Local authorities expect few changes when a revised law restricting where registered sex offenders may live goes into effect July 1, while one legal advocacy group says the revisions to the law didn’t go far enough.
Since the Georgia Supreme Court struck down Georgia’s sex offender residency law as unconstitutional in November, sheriffs have not enforced where registered sex offenders may live. Previously, sex offenders were prevented from living within 1,000 feet of parks, schools, day care centers and other areas where children congregate.
The state’s high court found the law was unconstitutional because it infringed on the property rights of sex offenders who owned their own homes and later saw day care centers or other child-centered businesses built within 1,000 feet of the homes, forcing them to move.
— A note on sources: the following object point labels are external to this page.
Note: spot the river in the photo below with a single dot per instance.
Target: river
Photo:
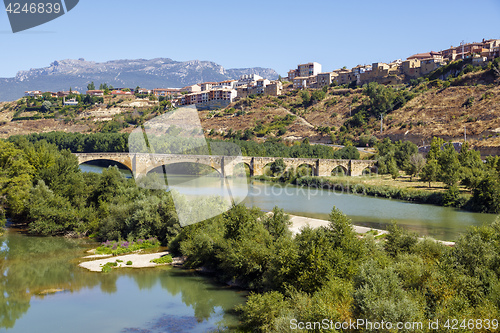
(43, 290)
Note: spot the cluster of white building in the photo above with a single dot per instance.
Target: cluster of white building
(310, 75)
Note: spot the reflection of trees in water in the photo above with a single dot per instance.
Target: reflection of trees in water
(33, 266)
(196, 291)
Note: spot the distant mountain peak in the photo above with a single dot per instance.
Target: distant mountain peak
(147, 73)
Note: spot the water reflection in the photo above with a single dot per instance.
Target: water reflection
(42, 289)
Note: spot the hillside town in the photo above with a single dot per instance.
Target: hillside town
(216, 95)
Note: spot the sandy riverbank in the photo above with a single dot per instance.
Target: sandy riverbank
(299, 222)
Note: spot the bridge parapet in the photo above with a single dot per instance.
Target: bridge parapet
(141, 164)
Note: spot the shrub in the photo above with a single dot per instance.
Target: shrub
(166, 259)
(120, 247)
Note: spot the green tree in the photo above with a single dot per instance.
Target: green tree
(415, 165)
(450, 165)
(430, 171)
(486, 196)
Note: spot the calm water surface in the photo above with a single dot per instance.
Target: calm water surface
(443, 223)
(43, 290)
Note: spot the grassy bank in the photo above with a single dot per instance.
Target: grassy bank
(382, 186)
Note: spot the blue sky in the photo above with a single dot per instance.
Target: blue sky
(271, 33)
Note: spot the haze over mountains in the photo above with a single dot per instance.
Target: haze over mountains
(153, 73)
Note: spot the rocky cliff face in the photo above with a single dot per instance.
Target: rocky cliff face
(154, 73)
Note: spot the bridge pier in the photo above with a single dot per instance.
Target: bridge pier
(141, 164)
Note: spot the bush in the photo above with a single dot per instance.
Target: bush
(262, 310)
(121, 247)
(166, 259)
(399, 241)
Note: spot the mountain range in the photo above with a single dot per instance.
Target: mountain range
(153, 73)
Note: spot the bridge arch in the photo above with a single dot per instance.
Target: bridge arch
(310, 169)
(339, 170)
(160, 164)
(108, 162)
(118, 159)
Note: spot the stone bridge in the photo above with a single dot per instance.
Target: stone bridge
(141, 164)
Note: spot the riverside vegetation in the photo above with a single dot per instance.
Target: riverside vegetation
(326, 272)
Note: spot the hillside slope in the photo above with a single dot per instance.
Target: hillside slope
(153, 73)
(445, 109)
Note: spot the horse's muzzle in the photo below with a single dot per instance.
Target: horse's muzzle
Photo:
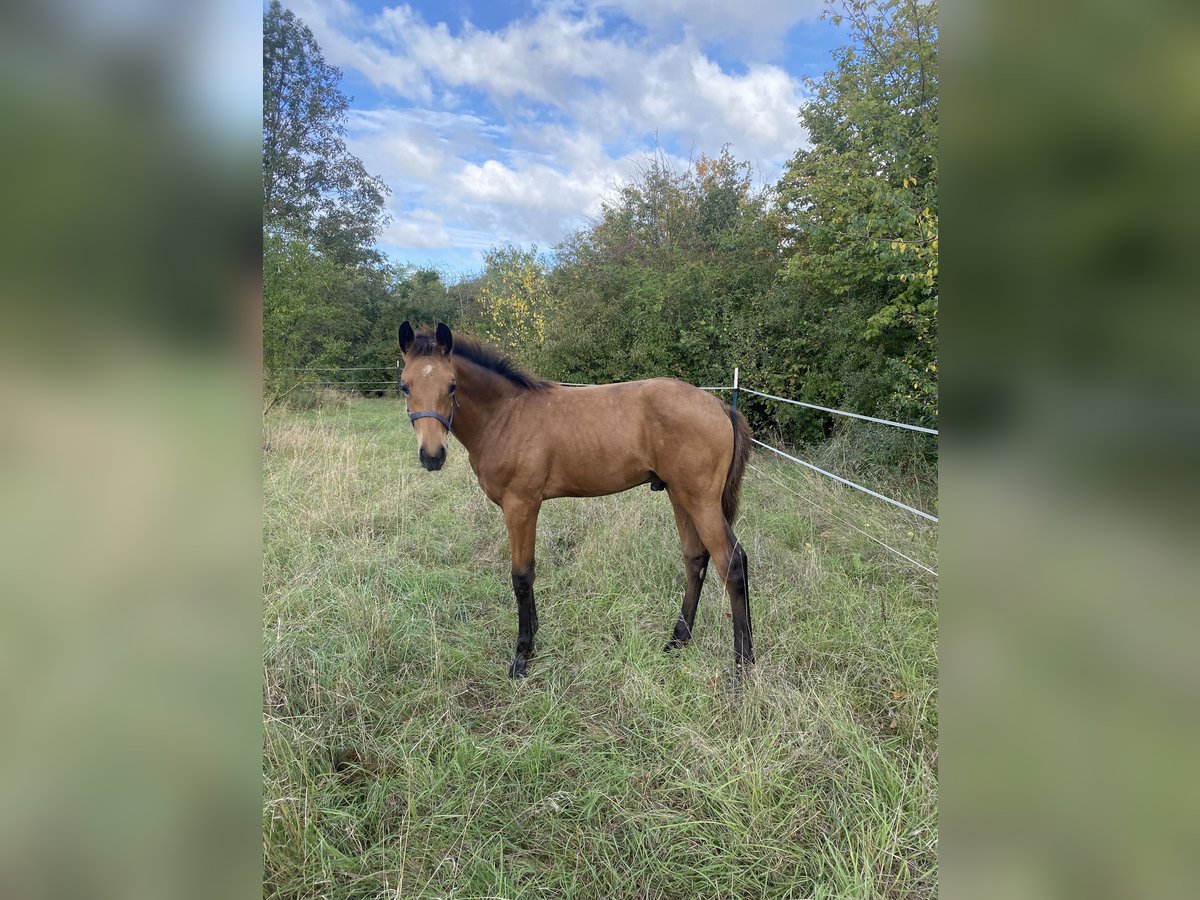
(433, 462)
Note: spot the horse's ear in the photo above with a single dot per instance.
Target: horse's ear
(444, 339)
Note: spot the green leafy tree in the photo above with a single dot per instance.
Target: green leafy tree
(312, 186)
(659, 282)
(514, 299)
(861, 209)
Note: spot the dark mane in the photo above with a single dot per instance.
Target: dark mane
(484, 357)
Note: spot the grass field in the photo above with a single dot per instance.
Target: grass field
(401, 761)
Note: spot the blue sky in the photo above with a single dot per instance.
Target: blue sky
(509, 123)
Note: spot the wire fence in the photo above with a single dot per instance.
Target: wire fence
(737, 388)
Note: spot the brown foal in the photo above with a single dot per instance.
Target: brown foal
(531, 441)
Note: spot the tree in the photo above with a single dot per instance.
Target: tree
(861, 208)
(313, 187)
(514, 299)
(659, 283)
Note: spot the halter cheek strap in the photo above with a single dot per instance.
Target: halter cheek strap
(431, 414)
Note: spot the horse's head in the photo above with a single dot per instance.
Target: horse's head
(429, 384)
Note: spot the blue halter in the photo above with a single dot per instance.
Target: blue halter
(431, 414)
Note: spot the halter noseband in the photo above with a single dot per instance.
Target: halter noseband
(431, 414)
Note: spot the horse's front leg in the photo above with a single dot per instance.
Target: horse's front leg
(521, 520)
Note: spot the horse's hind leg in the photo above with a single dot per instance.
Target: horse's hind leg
(521, 520)
(695, 561)
(732, 567)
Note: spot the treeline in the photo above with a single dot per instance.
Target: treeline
(821, 287)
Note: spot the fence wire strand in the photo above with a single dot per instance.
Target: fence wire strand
(840, 412)
(846, 481)
(849, 525)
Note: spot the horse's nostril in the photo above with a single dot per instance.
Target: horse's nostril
(432, 462)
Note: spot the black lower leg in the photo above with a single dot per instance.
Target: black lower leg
(739, 600)
(527, 622)
(696, 567)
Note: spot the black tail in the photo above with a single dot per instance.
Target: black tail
(732, 491)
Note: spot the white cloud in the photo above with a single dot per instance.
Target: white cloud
(756, 25)
(418, 228)
(571, 107)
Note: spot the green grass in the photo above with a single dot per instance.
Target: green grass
(401, 761)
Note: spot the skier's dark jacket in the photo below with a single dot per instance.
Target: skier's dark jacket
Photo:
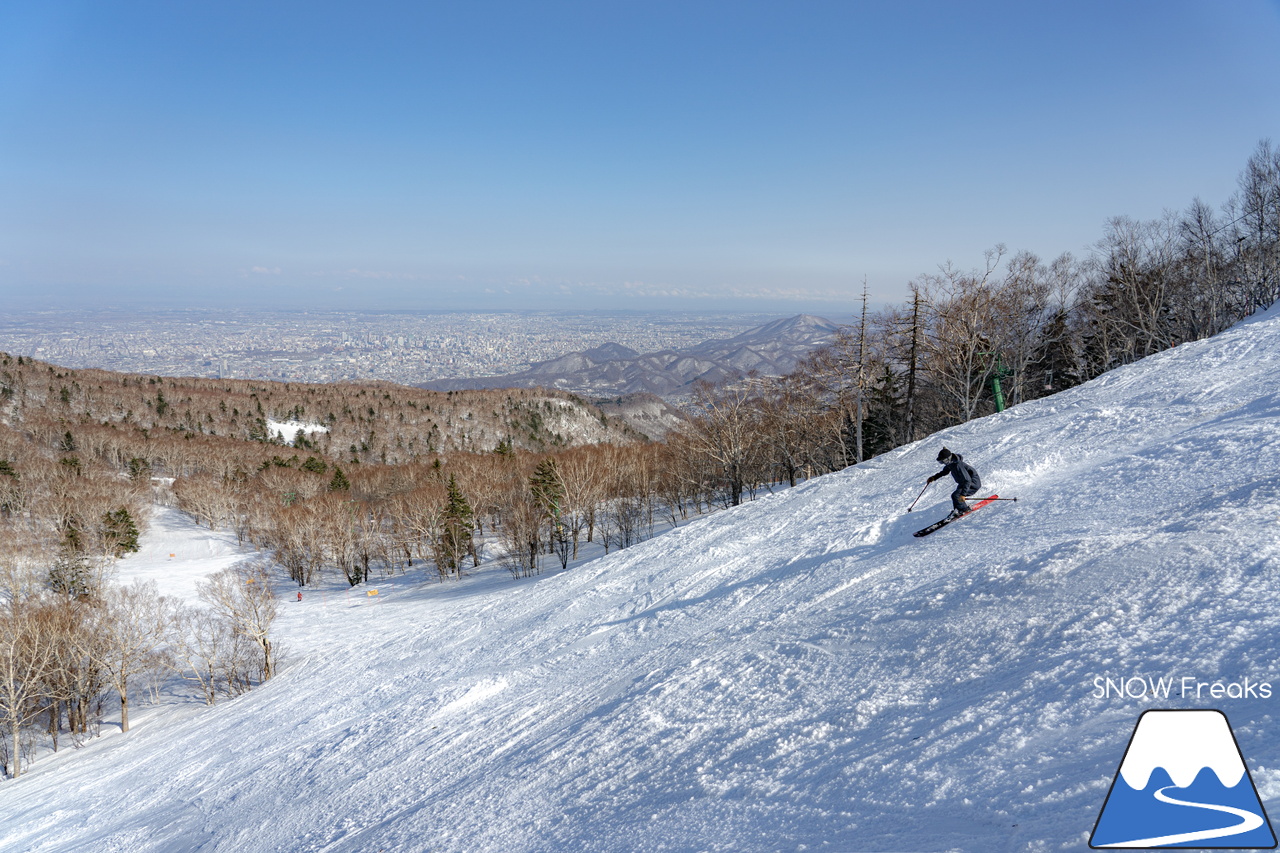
(963, 474)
Last week, Gov. Sonny Perdue signed into law Senate Bill 1, which addressed the supreme court’s concerns over property rights. Under the law, sex offenders who established ownership of their homes before July 2006 would not be required to move if a place where children congregate was built within 1,000 feet of their residences.The employment restrictions also were revised. Any sex offender employed at a job by July 2006 would not have to leave the job if a place where minors congregate is built near the business.
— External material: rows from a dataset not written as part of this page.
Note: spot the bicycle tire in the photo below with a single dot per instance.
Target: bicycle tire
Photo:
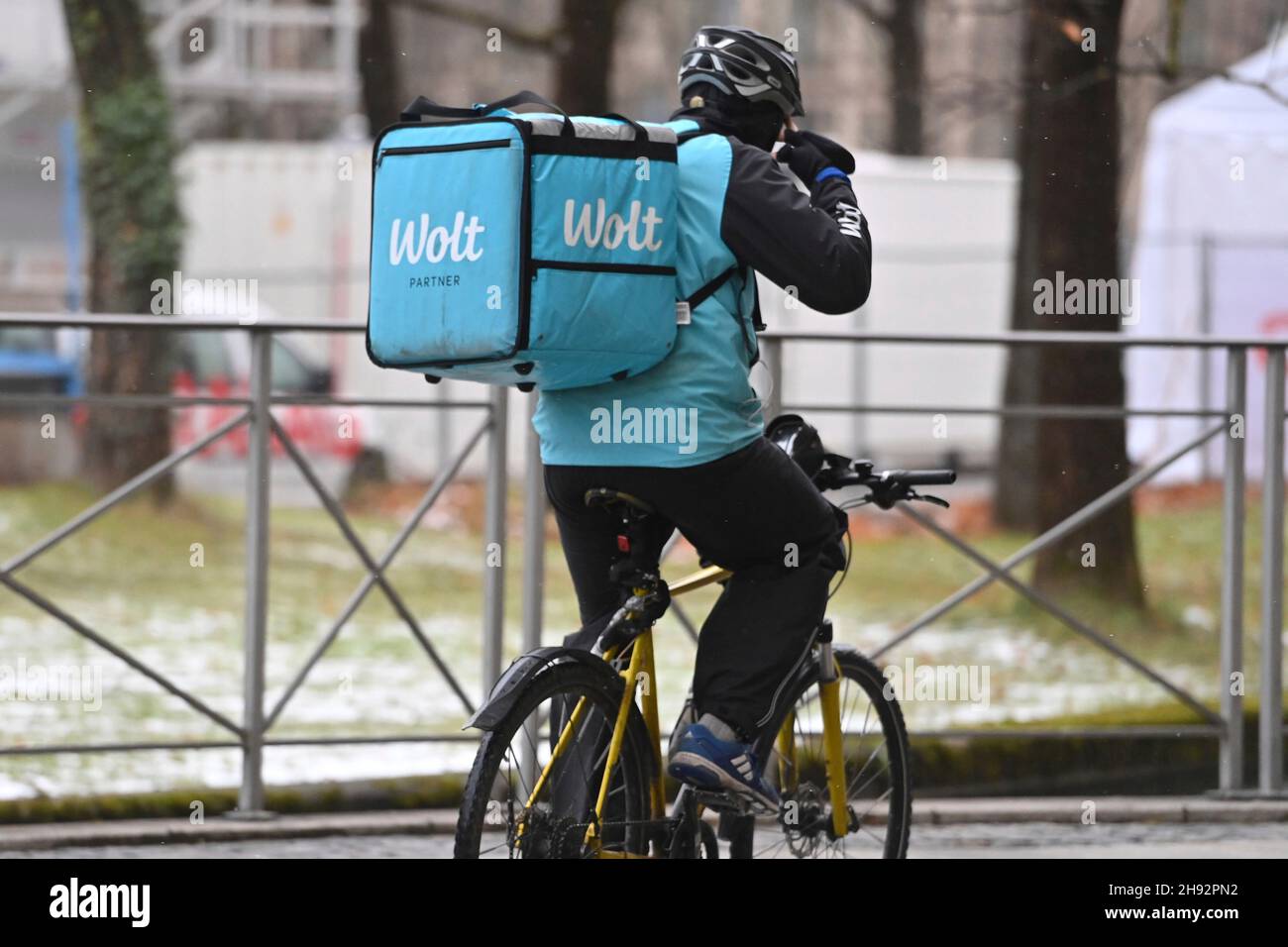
(604, 689)
(858, 669)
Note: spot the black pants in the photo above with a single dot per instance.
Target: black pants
(754, 512)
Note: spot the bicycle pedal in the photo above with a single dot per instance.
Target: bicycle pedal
(730, 802)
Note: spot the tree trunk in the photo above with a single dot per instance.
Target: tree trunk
(584, 52)
(378, 67)
(137, 232)
(1068, 223)
(907, 54)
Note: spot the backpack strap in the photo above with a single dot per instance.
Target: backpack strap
(709, 287)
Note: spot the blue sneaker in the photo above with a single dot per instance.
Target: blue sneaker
(704, 761)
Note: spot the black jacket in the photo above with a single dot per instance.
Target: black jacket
(815, 245)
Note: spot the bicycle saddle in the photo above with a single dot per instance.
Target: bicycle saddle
(608, 497)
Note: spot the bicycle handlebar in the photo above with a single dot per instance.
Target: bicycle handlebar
(915, 478)
(887, 486)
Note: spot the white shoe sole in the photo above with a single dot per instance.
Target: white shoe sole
(721, 780)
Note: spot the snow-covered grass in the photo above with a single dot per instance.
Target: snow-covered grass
(166, 586)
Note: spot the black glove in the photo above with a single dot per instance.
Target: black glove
(807, 154)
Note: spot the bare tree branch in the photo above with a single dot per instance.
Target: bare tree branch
(539, 40)
(867, 9)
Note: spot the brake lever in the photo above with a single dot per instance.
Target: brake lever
(927, 497)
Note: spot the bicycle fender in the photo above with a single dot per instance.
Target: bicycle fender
(522, 671)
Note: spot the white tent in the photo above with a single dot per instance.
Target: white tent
(1212, 250)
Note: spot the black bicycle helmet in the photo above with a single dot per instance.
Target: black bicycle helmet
(743, 63)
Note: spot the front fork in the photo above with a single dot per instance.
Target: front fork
(833, 744)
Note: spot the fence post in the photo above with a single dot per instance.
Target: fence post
(250, 800)
(773, 357)
(533, 571)
(1232, 574)
(493, 539)
(1270, 742)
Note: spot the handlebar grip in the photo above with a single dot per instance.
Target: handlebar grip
(915, 478)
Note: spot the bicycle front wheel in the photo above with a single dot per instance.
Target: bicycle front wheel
(879, 787)
(535, 787)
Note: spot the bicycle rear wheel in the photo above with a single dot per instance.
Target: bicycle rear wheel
(524, 801)
(879, 785)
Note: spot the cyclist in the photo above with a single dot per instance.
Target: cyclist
(688, 436)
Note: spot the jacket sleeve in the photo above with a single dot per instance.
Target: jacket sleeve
(815, 243)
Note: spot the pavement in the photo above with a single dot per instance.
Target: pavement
(1020, 827)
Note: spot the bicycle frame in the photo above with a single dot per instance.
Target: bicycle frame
(643, 669)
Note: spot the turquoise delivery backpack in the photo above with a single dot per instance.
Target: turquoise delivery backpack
(535, 249)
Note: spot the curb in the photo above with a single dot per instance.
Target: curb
(1001, 810)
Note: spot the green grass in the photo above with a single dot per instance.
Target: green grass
(129, 575)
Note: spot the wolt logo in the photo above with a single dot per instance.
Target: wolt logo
(595, 227)
(437, 243)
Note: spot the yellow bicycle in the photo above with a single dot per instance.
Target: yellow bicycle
(571, 762)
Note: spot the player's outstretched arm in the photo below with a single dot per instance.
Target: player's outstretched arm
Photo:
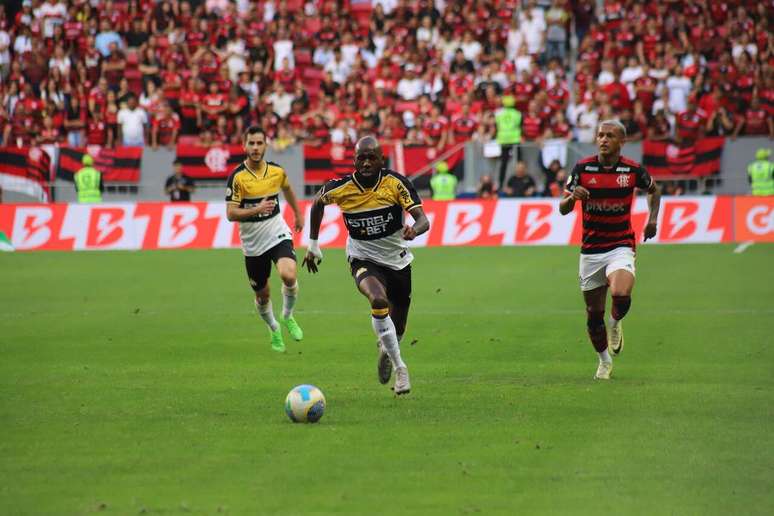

Hall County Sheriff’s Capt. Woody Tripp said authorities estimate that fewer than 10 of Hall County’s more than 200 registered sex offenders own their own homes.
"Very few are actual home owners," Tripp said. "We’re still going to monitor them. They have to register, regardless."
All sex offenders must register their residence with the local sheriff’s office each year and inform them when they move within 72 hours.
Tripp said that despite a moratorium on enforcing the 1,000-foot rule for more than six months, officials don’t think many registered sex offenders who were earlier forced to move have gone back to living in homes that will be restricted areas as of July.
"There’s been less than a dozen that have come back," he said.
The Southern Center for Human Rights filed an amended lawsuit in federal court immediately after Perdue signed the bill. Lawyers for the center, which represents a group of plaintiffs who have been forced to move from their homes, says Senate Bill 1 failed to properly address renters rights, nursing home residents and those who were charged with having consensual sex with a 15-year-old at age 17.
Last year lawmakers talked of making a provision for so-called "Romeo and Juliet" cases of statutory rape — a misdemeanor — but ultimately the bill did not address that issue.
Southern Center for Human Rights spokeswoman Sara Totonchi said the restrictions are "once again going to consume an inordinate amount of law enforcement resources in implementing a law that may still be unconstitutional."
Totonchi noted that the legislation was opposed by the Georgia Network to End Sexual Assault, which said that 93 percent of all sex crimes against children were committed by family or friends known to the victims.
"They don’t believe residency restrictions make women and children any more safe, and may have a counterproductive result in making sex offenders go underground and not seek appropriate treatment," Totonchi said.
The center continues to battle a proposal that would prevent sex offenders from living near school bus stops. That restriction remains on hold while the litigation remains pending in federal court. Officials on both sides say that the bus stop provision would prevent registered sex offenders from living in most areas of the state.
The new law that goes into effect in July adds public libraries to the list of restricted places. It also prevents sex offenders from volunteering at places where children congregate.